May 18 -- Less than a month after Dr. John E. Deasy left Santa Monica, critics of the former superintendent are starting to come out of their shells.

At the heart of the emerging controversy are conflicting reports about the search to find Deasy’s replacement and whether or not the district should be looking for a new kind of leader.

While some insiders say the process is moving forward smoothly, others are worried that their voices won’t count.

When Hazard, Young, Attea and Associates -- the national headhunters leading the search -- presented a preliminary report to the School Board last month, some interpreted the findings as a call to find another superintendent like Deasy.

“It looks like we’re trying to rehire John,” remarked board member Maria Leon-Vazquez at the April 26 meeting.

But that that’s not what some PTA Council and District Advisory Committee (DAC) members say they told the search firm.

Special Education DAC parents said they were “displeased” by Deasy’s leadership, according to committee Chair Ken Haker.

Haker said his group told the headhunters there was a “sense that people were afraid to speak out” when Deasy led the district.

And one parent with a decade of high-profile community involvement said parents at the meeting talked about a “climate of fear” among school employees under Deasy.

“People who disagreed in public were fired or demoted,” said the parent, who didn’t want to be identified.

Deasy, who now heads Saint George's County Public Schools in the Washington, D.C. area, could not be reached for comment Thursday morning.

Criticisms of Deasy -- who had his detractors when he came from Rhode Island five years ago -- took different forms at recent meetings with the headhunters. (see story)

Irene Zivi, a member of the Child Care and Development DAC, said, “We had lost ground over the last five years” under Deasy’s leadership.

“We all hope and pray that the new superintendent will see it (early childhood education) as essential,” Zivi said. “I don’t think that’s been true.”

PTA Council member Susan Geisberg interpreted much of what she heard from her peers during their meeting with the search firm as “a description of John” in the negative.

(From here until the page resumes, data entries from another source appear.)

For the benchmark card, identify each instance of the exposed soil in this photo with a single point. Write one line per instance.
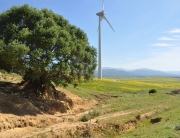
(23, 116)
(175, 92)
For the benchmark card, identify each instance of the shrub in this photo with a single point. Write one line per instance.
(152, 91)
(89, 116)
(177, 128)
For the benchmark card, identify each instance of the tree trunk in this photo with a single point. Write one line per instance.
(39, 88)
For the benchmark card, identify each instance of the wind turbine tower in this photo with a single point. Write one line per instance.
(101, 15)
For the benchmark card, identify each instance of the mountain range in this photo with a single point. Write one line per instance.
(143, 72)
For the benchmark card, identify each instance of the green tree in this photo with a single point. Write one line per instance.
(44, 47)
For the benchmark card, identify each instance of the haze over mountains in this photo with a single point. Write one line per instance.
(144, 72)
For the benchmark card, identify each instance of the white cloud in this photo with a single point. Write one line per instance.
(174, 31)
(166, 38)
(161, 45)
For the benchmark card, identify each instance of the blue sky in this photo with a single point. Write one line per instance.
(147, 32)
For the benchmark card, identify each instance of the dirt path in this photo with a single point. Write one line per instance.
(64, 127)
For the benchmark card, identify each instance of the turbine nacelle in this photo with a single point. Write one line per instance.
(101, 14)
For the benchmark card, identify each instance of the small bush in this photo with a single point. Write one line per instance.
(177, 128)
(152, 91)
(90, 115)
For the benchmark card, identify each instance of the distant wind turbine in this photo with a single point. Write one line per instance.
(101, 15)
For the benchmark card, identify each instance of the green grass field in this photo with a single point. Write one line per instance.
(133, 95)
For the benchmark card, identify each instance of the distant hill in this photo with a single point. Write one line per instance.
(123, 73)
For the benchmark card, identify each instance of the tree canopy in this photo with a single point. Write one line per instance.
(44, 47)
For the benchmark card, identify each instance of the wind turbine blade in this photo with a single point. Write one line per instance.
(108, 22)
(103, 6)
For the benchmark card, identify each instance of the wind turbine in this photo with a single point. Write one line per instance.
(101, 15)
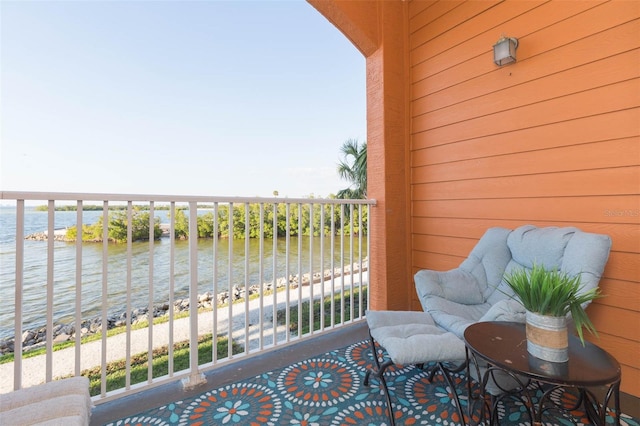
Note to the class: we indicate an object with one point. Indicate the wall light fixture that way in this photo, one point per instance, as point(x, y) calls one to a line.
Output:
point(504, 51)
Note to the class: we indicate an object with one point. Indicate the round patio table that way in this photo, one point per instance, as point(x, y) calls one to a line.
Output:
point(501, 347)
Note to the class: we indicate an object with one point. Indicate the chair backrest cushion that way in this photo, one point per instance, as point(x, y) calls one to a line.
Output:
point(567, 249)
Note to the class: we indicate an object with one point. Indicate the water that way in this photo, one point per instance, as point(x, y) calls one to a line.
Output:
point(64, 283)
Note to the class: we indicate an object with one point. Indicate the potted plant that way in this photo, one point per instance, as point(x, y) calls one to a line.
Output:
point(549, 296)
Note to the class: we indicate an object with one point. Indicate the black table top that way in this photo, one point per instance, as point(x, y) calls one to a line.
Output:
point(504, 345)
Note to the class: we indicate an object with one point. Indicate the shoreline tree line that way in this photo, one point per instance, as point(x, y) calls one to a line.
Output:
point(300, 217)
point(352, 168)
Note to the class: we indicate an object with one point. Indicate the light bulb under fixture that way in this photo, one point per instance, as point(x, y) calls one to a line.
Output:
point(504, 51)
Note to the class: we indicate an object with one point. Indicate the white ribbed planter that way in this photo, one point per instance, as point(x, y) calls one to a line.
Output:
point(547, 337)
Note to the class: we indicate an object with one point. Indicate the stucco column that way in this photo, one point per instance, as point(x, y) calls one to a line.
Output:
point(379, 30)
point(387, 162)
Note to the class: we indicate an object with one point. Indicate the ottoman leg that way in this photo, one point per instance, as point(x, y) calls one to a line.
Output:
point(378, 372)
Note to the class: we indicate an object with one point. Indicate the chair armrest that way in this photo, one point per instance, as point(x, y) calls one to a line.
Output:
point(455, 285)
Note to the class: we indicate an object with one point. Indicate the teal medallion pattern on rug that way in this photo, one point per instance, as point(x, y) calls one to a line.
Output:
point(329, 390)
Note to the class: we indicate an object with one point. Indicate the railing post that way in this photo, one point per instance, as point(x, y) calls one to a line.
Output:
point(195, 378)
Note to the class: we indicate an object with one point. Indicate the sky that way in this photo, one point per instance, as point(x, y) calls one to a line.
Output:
point(220, 98)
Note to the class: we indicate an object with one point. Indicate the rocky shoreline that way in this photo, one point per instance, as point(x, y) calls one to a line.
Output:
point(35, 338)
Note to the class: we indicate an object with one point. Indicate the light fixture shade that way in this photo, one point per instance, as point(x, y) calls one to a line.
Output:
point(504, 51)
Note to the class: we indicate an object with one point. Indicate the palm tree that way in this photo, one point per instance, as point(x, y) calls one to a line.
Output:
point(353, 168)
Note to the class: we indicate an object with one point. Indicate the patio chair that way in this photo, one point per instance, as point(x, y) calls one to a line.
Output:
point(475, 291)
point(452, 300)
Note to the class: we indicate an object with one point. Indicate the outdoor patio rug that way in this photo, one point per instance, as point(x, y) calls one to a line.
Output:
point(329, 390)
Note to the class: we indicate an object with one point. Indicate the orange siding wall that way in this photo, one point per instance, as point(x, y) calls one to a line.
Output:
point(553, 139)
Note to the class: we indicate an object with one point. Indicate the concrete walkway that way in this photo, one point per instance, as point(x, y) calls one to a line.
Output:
point(63, 361)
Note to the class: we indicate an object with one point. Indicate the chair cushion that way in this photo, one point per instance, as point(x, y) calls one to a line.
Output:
point(530, 245)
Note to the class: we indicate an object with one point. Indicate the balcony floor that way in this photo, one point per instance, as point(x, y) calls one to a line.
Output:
point(231, 372)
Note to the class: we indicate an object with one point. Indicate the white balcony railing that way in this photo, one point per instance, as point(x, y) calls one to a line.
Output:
point(255, 293)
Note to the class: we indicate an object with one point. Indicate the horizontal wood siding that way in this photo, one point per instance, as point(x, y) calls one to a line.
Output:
point(552, 140)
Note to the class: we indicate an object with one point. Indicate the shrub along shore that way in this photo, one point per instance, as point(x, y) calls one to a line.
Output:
point(36, 338)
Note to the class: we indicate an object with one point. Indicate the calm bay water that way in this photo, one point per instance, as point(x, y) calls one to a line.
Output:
point(64, 287)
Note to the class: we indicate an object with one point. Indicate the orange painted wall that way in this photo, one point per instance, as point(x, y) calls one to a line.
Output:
point(461, 145)
point(553, 139)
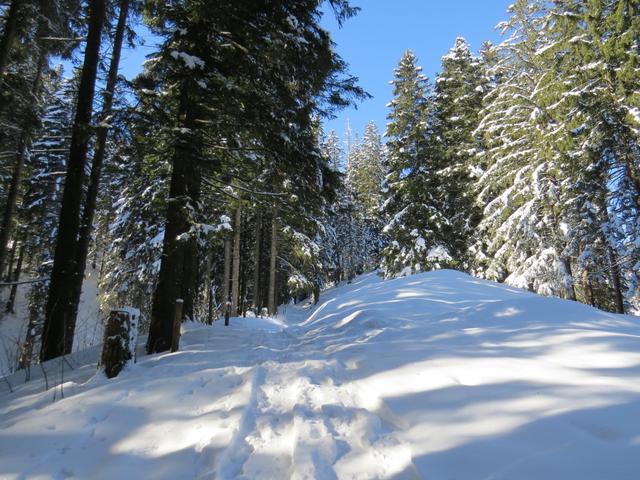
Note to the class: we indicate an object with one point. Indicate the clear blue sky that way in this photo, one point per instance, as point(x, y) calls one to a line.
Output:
point(373, 42)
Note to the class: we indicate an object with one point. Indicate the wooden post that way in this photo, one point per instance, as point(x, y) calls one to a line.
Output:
point(177, 320)
point(227, 311)
point(120, 337)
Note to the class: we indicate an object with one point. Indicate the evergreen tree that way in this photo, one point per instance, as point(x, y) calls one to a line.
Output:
point(418, 226)
point(459, 89)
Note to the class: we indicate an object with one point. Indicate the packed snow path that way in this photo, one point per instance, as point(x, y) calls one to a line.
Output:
point(435, 376)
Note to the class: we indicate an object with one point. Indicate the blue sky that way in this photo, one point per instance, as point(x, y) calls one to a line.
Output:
point(373, 42)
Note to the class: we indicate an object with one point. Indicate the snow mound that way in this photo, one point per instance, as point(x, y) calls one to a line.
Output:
point(436, 375)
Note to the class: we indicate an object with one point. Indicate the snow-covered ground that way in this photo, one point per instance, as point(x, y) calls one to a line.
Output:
point(436, 376)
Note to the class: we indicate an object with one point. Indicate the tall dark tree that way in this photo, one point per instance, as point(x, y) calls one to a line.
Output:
point(57, 338)
point(88, 212)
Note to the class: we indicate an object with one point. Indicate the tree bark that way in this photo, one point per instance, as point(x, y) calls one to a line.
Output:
point(588, 288)
point(570, 290)
point(59, 323)
point(9, 34)
point(235, 273)
point(257, 304)
point(615, 281)
point(273, 264)
point(226, 272)
point(16, 177)
point(86, 223)
point(16, 277)
point(175, 279)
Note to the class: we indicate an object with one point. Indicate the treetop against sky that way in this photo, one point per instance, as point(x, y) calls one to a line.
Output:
point(373, 42)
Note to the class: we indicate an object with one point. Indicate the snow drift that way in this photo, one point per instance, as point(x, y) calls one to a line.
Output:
point(437, 375)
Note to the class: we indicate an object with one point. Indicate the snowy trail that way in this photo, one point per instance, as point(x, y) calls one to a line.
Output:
point(434, 376)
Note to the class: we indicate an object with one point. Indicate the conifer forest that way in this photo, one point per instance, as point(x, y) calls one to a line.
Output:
point(209, 178)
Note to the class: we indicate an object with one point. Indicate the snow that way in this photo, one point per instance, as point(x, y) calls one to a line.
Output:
point(13, 327)
point(190, 61)
point(436, 375)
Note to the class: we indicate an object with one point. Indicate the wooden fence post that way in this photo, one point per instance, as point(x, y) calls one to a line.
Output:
point(177, 321)
point(120, 337)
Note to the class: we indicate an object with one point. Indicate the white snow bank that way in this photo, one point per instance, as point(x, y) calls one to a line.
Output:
point(436, 375)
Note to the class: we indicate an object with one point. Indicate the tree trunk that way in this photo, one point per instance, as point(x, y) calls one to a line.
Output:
point(175, 279)
point(16, 177)
point(257, 304)
point(12, 256)
point(615, 281)
point(16, 278)
point(235, 273)
point(9, 34)
point(570, 290)
point(57, 338)
point(273, 264)
point(86, 223)
point(588, 288)
point(226, 273)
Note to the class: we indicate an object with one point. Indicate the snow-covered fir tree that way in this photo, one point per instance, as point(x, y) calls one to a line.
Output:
point(418, 227)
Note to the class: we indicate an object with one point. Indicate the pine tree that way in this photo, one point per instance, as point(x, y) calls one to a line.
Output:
point(57, 338)
point(418, 225)
point(459, 89)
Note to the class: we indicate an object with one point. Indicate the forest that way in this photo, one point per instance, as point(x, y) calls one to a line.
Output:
point(209, 180)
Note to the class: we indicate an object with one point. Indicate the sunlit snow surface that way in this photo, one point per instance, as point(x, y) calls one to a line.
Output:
point(435, 376)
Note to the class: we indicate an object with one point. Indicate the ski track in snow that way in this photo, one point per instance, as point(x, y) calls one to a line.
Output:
point(433, 376)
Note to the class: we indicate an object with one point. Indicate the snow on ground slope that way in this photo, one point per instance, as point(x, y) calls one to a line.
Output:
point(435, 376)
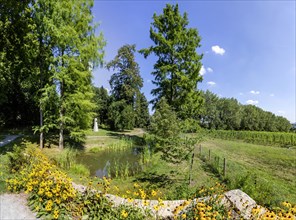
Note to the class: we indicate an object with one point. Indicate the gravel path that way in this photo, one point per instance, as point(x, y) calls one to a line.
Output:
point(8, 139)
point(14, 207)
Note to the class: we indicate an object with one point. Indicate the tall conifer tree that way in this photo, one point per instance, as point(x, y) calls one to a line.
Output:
point(177, 69)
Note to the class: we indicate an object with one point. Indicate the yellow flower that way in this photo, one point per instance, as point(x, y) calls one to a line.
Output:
point(153, 193)
point(130, 200)
point(58, 201)
point(48, 208)
point(124, 214)
point(156, 207)
point(145, 202)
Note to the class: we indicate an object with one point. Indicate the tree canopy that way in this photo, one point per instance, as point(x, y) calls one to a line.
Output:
point(177, 69)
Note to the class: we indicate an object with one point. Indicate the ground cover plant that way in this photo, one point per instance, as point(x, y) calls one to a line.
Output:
point(265, 173)
point(52, 195)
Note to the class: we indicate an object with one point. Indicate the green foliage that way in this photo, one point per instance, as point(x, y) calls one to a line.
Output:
point(66, 158)
point(165, 135)
point(265, 138)
point(177, 69)
point(164, 122)
point(128, 105)
point(102, 101)
point(17, 159)
point(120, 115)
point(18, 50)
point(223, 113)
point(142, 118)
point(52, 196)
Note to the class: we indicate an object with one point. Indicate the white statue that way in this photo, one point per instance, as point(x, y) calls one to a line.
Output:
point(96, 129)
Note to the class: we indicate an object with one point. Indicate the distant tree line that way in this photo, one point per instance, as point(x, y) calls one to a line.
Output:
point(229, 114)
point(48, 50)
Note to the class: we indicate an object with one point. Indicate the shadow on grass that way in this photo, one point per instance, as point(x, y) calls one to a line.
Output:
point(139, 141)
point(19, 142)
point(158, 180)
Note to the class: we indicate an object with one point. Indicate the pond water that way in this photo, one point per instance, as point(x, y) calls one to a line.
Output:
point(112, 162)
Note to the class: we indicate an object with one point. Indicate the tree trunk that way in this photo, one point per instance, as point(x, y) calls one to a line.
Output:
point(41, 133)
point(61, 140)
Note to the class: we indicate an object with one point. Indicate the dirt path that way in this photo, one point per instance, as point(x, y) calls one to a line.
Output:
point(14, 207)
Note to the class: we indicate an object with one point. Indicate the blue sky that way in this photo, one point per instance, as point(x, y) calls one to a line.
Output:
point(248, 46)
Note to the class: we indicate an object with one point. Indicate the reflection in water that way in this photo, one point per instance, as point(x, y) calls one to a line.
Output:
point(103, 172)
point(113, 162)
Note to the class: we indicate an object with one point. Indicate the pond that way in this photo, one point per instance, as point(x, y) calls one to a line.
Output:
point(112, 162)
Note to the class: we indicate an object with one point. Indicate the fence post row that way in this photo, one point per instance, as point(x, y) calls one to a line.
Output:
point(217, 160)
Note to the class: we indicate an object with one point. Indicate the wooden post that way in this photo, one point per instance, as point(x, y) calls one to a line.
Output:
point(218, 160)
point(190, 171)
point(224, 167)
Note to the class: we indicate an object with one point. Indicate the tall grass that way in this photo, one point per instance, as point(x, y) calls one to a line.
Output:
point(266, 174)
point(66, 160)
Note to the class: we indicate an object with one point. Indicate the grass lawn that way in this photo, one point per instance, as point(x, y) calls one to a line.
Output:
point(268, 174)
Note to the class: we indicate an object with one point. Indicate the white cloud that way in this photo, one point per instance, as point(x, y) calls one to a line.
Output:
point(202, 70)
point(211, 83)
point(252, 102)
point(209, 69)
point(255, 92)
point(218, 50)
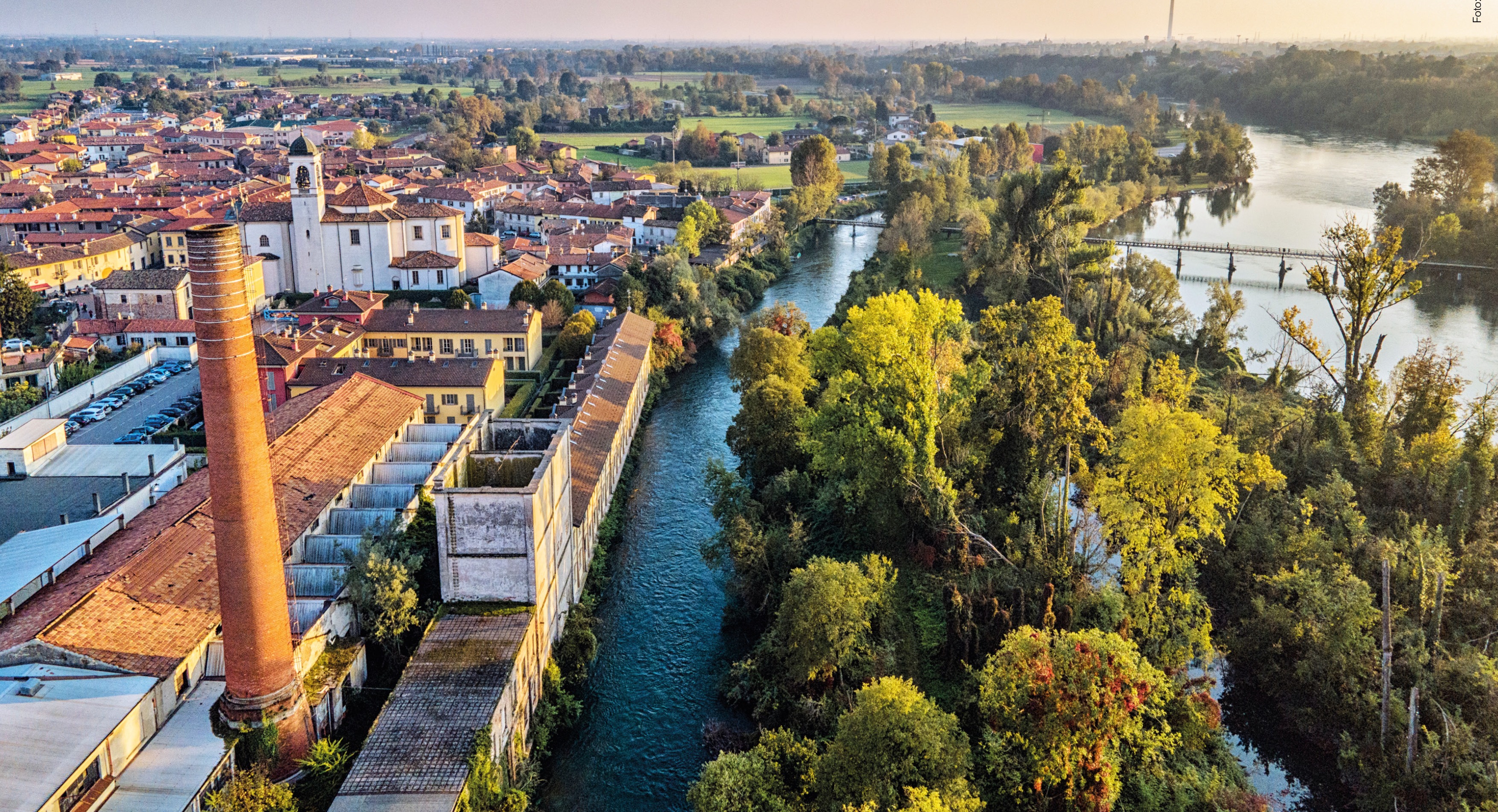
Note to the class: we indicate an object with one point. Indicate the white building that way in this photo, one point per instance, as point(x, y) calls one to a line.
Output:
point(360, 239)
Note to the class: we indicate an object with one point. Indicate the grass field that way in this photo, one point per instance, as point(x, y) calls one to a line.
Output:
point(971, 114)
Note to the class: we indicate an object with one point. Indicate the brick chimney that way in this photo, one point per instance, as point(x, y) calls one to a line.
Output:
point(252, 585)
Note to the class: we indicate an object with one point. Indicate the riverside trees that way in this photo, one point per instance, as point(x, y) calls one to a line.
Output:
point(932, 498)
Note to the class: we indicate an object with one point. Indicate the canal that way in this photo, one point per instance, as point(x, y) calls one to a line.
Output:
point(655, 682)
point(661, 649)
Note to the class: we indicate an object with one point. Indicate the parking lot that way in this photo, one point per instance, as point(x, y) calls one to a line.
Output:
point(138, 408)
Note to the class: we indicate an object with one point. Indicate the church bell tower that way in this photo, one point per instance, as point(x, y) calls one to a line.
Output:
point(306, 215)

That is, they described what they didn’t want to see in a new superintendent, she said.

“Several said they wanted something different,” Geisberg said. “There’s an undercurrent that’s definitely there.”

But PTA Council President Laura Rosenbaum came away with a different view of the meeting.

Her “takeaway” was that the council wanted the district to maintain “a leading edge” so that “the children get the best education” and the “entire community is included in having a voice.”

“Everybody was very glad to be part of the process,” Rosenbaum said.

“We had a very healthy discussion,” she said. PTA presidents from the individual schools were “open and able to give their differing opinions.”

While Rosenbaum talked about an exchange of ideas at the meeting, Geisberg remembers more of a consensus for change.

“It was the first time I’d ever seen all the presidents agree” when they said they didn’t want another Deasy, she said.

Zivi recalled a similar experience.

“We sure were in agreement,” she said. “There was a real feeling of unanimity.”

More than one participant wished the board had chosen to conduct an open search, unlike the largely opaque one in which the board will make its final decision behind closed doors.

Haker was one of them saying he wished the process was “transparent, so the board doesn’t make a decision that doesn’t reflect the concerns of the community.”

Some stakeholders have speculated that the decision has already been made, and a number support it.

“Why not give Mike Matthews a chance,” said Jim Jaffe, a former labor negotiator for the Santa Monica-Malibu California Teachers Association who has been an outspoken critic of the district’s fiscal policies under Deasy. “He’s paid his dues.”

Jaffe added that there ought to be “a way to hire from within,” without spending $35,000 on a search.

The community will get a chance to find out just how accurately its views are represented when Hazard, Young, Attea and Associates makes its next presentation to the board, Thursday at 5:30 p.m. in the City Council Chambers at Santa Monica City Hall.

Earlier, at 3:30 p.m., the board will hold a workshop on open meeting laws in the district office board room at 1651 16th Street.

Both meetings are open to the public.